This worksheet puts linear regressions on the next level by actually using them to predict values of the dependent variable based on the independent one. After completing this worksheet you should know how to predict the values of the dependent variable using linear regression models.
What we want to do in this worksheet is to take the vegetation coverage of each plot (because we have that for all 161 plots) and predict the animal activity (because we have that only for 50 of those plots). The model will be built by using those 50 plots with information about animal activity and the corresponding vegetation coverage. That model will be used to predict the animal activity for the rest of the plots.
First things first: the following analysis is build on top of your script from W02-1. Please copy your script “W02-1.R”, rename the copy to “W05-1.R” and use it for the programming tasks of this worksheet.
Let's have a look at the distribution of the coverage. You can use the hist() function for that. Does this plot suit your expectations of normally distributed data? If not, you could try to plot a histogram of the square root. The function sqrt() will help you with that. Please also check the distribution for the animal activity in the same way.

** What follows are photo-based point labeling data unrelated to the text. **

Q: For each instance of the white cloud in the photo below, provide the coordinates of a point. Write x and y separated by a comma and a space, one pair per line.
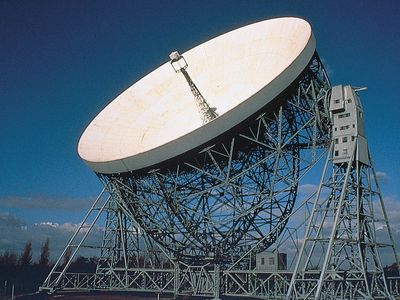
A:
46, 203
15, 233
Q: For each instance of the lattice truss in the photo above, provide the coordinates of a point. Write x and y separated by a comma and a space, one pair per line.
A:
229, 195
340, 257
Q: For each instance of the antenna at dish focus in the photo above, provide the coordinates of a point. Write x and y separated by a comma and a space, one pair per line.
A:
206, 112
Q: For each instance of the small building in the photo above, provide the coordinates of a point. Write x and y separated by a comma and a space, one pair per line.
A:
271, 261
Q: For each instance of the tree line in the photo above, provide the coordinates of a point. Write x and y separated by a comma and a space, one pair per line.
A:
26, 275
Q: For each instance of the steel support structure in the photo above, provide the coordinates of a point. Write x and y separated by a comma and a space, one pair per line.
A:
340, 255
193, 227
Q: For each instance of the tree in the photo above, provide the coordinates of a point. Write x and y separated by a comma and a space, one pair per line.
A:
8, 259
45, 254
26, 256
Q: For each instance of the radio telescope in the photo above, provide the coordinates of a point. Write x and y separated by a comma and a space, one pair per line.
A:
203, 161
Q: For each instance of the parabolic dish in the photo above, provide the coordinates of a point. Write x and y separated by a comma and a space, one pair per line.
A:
238, 73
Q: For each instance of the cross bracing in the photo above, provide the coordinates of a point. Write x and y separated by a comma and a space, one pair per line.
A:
201, 220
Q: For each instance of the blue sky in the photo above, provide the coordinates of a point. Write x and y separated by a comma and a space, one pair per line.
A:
61, 62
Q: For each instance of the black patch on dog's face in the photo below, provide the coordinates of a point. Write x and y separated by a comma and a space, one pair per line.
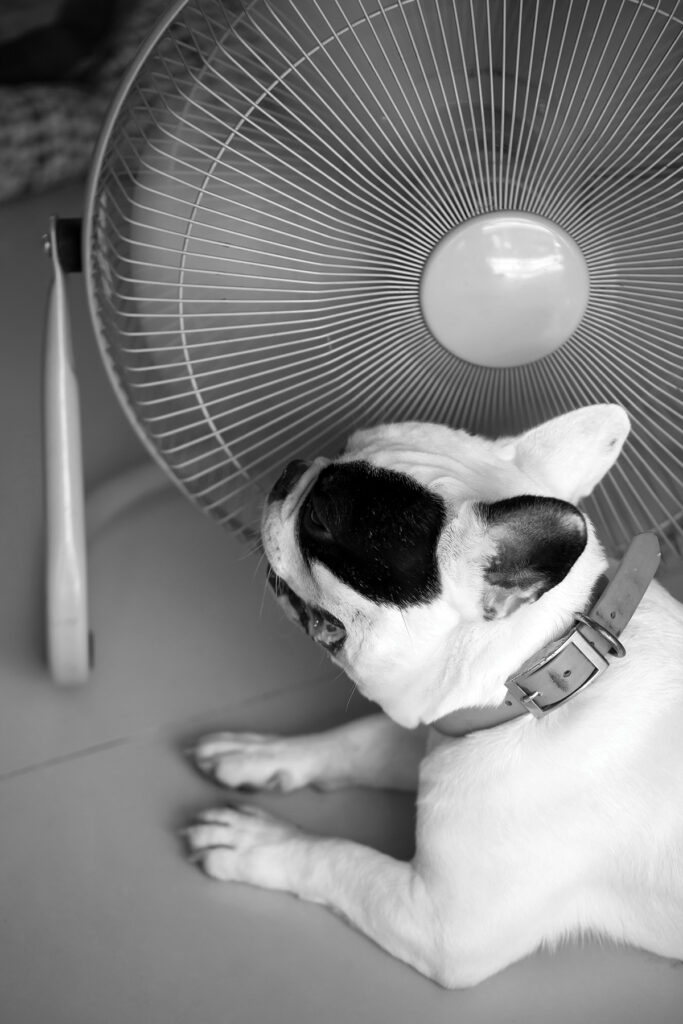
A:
376, 529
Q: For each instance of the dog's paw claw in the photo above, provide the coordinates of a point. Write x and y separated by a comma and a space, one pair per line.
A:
251, 763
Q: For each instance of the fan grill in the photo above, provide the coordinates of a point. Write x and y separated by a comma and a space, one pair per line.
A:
274, 177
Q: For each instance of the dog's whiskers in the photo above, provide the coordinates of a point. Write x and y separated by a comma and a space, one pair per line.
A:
350, 697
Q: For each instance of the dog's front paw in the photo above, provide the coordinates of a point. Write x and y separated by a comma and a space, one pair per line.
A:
243, 843
251, 761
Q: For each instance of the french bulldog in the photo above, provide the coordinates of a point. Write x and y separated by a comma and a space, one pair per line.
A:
432, 565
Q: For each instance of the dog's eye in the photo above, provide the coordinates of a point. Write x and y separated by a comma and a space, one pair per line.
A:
313, 521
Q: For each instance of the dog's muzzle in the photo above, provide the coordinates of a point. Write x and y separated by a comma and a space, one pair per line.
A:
319, 625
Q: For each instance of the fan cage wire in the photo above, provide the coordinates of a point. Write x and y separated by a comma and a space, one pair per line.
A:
272, 177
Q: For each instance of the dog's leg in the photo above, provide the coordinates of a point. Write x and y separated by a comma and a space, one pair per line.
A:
371, 751
384, 898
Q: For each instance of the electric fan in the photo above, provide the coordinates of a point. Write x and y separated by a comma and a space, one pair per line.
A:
305, 216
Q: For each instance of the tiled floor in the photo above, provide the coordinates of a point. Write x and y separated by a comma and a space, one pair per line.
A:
100, 918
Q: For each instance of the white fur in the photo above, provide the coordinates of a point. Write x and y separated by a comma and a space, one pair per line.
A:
527, 833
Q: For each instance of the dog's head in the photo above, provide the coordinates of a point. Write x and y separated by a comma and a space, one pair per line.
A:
418, 538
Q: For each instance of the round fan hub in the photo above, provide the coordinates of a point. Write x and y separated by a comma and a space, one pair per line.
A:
504, 289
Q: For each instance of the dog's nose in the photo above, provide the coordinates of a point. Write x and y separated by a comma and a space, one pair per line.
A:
292, 472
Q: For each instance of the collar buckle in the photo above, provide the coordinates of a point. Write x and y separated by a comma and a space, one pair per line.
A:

Now it's time to redo our regression. You could peek at W04-1 and do the regression in the same way, only this time please use the square root.
Let's use our linear model now to predict the animal activity by the square root of coverage. Please use the predict() function and save the result in a variable. Remember that you still have the square root of the value so please convert it back to the original ones. An exponent in R can be calculated by using ^x.
Great, now our values are back to animal activity. Let's see what we achieved, please visualize the relation between coverage and our newly calculated variable.